Calvert Hinton Arnold (November 23, 1894 – May 18, 1963) was a Brigadier General in the United States Army during World War II. He was Chief Signal Officer in the Netherlands East Indies and Southwest Pacific. He was Commandant of the Central Signal Corps.

== Early life ==
Arnold was born on November 23, 1894, in Swainsboro, Georgia. He obtained a Bachelor of Science degree from Mercer University in 1915.

== Military career ==
During World War I, Arnold enlisted in the Georgia National Guard. In August 1917, he was commissioned in the infantry. From 1922 to 1927, he returned to Mercer University, obtained a Bachelor of Art degree and graduated from the Army Industrial College. Prior to World War II, Arnold graduated from the General Staff School and Army Staff College.

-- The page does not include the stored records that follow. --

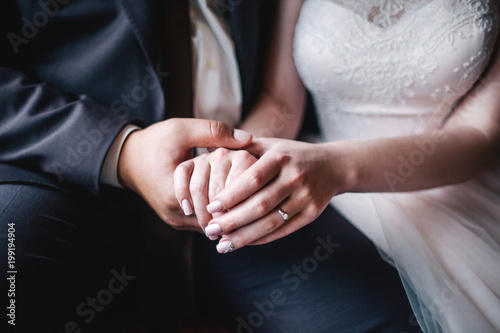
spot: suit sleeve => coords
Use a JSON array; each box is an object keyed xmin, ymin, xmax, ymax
[{"xmin": 0, "ymin": 67, "xmax": 139, "ymax": 194}]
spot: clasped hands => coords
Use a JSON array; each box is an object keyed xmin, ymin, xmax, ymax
[
  {"xmin": 174, "ymin": 127, "xmax": 342, "ymax": 253},
  {"xmin": 118, "ymin": 119, "xmax": 338, "ymax": 253}
]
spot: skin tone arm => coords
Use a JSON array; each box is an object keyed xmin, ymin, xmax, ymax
[
  {"xmin": 174, "ymin": 0, "xmax": 306, "ymax": 233},
  {"xmin": 118, "ymin": 119, "xmax": 252, "ymax": 231},
  {"xmin": 203, "ymin": 26, "xmax": 500, "ymax": 249}
]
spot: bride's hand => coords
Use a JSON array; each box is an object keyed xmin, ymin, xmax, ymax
[
  {"xmin": 174, "ymin": 148, "xmax": 257, "ymax": 233},
  {"xmin": 201, "ymin": 139, "xmax": 345, "ymax": 253}
]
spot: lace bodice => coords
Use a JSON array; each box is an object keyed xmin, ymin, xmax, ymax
[{"xmin": 294, "ymin": 0, "xmax": 498, "ymax": 141}]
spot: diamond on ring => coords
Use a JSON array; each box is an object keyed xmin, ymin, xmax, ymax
[{"xmin": 278, "ymin": 208, "xmax": 288, "ymax": 223}]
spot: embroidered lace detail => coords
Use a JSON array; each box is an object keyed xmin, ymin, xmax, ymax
[{"xmin": 294, "ymin": 0, "xmax": 498, "ymax": 135}]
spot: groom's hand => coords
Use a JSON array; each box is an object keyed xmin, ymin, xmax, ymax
[{"xmin": 118, "ymin": 119, "xmax": 252, "ymax": 231}]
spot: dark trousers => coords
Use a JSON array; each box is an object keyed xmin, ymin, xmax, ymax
[
  {"xmin": 0, "ymin": 165, "xmax": 418, "ymax": 333},
  {"xmin": 0, "ymin": 165, "xmax": 192, "ymax": 333},
  {"xmin": 195, "ymin": 207, "xmax": 419, "ymax": 333}
]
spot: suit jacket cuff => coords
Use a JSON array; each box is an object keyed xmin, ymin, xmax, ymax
[{"xmin": 99, "ymin": 125, "xmax": 141, "ymax": 187}]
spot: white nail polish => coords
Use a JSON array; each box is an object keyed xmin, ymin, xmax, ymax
[
  {"xmin": 217, "ymin": 241, "xmax": 234, "ymax": 254},
  {"xmin": 205, "ymin": 223, "xmax": 222, "ymax": 237},
  {"xmin": 207, "ymin": 200, "xmax": 222, "ymax": 214},
  {"xmin": 182, "ymin": 199, "xmax": 193, "ymax": 216}
]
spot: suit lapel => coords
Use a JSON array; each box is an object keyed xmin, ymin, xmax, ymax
[{"xmin": 120, "ymin": 0, "xmax": 164, "ymax": 64}]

During World War II, Arnold was stationed in the Pacific Theater. He was chief signal officer in the Netherlands East Indies and the Southwest Pacific from January 1942 to May 1943. During the middle of the war, he was commandant of the Central Signal Corps from 1943 to 1945. Arnold was promoted to brigadier general in January 1945. As brigadier general, he served in the office of the chief signal officer from 1945 to 1949. For his role, Arnold was awarded the Legion of Merit.

== Later life ==
Arnold retired from service in October 1949.

== Personal life ==
Arnold married Sena Bostwick. Together, they had a child named Sena.

== Death and legacy ==
He died on May 18, 1963. Hinton is buried in Oak Grove Cemetery in Arlington, Georgia.